This is interesting as it indicates that it is likely complex words in future questions may have already appeared in the question sets before, and thus contestants may use the historical questions as references to prepare in advance.

Nonetheless, it may be useful to further identify the natures of these complex words.
___

## Which words are associated with high / low values?

In [14]:
# define a function to determine whether a row is of high value (over $800)
def value(row):
    if row['clean_value'] > 800:
        value = 1
    else:
        value = 0
    return value

In [15]:
# apply the above function across the dataframe
jeopardy['high_value'] = jeopardy.apply(value, axis=1)

In [16]:
# define a function that determine the frequencies of a word appearing in
# high and low value questions
def word_value(word):
    low_count = 0
    high_count = 0
    for idx, row in jeopardy.iterrows():
        splitted = row['clean_question'].split(' ')
        if word in splitted:
            if row['high_value'] == 1:
                high_count += 1
            else:
                low_count += 1
    return high_count, low_count

In [17]:
# sample 5 words from the previously generated 'terms_used'
comparison_terms = list(terms_used)[0:5]
comparison_terms

['blancmange', 'pacific', 'dumber', 'michaelmas', 'riyadh']

In [18]:
# generate a list of observed frequencies in both high/low value questions
# for those 5 words
observed_expected = []
for each in comparison_terms:
    observed_expected.append(word_value(each))
print(observed_expected)

[(1, 0), (9, 28), (0, 1), (0, 1), (0, 1)]

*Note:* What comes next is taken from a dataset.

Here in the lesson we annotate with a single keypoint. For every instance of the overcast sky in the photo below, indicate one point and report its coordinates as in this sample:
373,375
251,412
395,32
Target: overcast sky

## Computing expected counts and chi-squared value for the sampled words

In [19]:
# calculate the number of questions that are either of high value or low value
high_value_count = jeopardy[jeopardy['high_value'] == 1].shape[0]
low_value_count = jeopardy[jeopardy['high_value'] == 0].shape[0]
print(high_value_count, low_value_count)

5734 14265


In [20]:
# for each of the 5 sampled words, calculate their chi-squared / p-value
# based on their observed frequencies (calculated previously) and their
# expected frequencies (to be calculated below)
from scipy.stats import chisquare
chi_squared = []
for each in observed_expected:
    total = sum(each)
    total_prop = total / jeopardy.shape[0]
    expected_high_count = total_prop * high_value_count
    expected_low_count = total_prop * low_value_count
    chi2_value, p_value = chisquare(each, (expected_high_count, expected_low_count))
    chi_squared.append((chi2_value, p_value))

In [21]:
# display the chi-squared values and p-values
chi_squared

[(2.4877921171956752, 0.11473257634454047),
 (0.34189277990072214, 0.55873870578406826),
 (0.40196284612688399, 0.52607729857054686),
 (0.40196284612688399, 0.52607729857054686),
 (0.40196284612688399, 0.52607729857054686)]

## Findings So Far
First of all, the sampled frequencies were rather low, ranging from 0 occurences to 2 occurences across both high/low value questions. Therefore, the statistical outcomes would be questionable at best.

Secondly, taking the chi-squared statistics at face values. None of the outcomes exhibited significant differences. In other words, there were no differences in their likliehood of appearances in either high-value questions or low-value questions.
___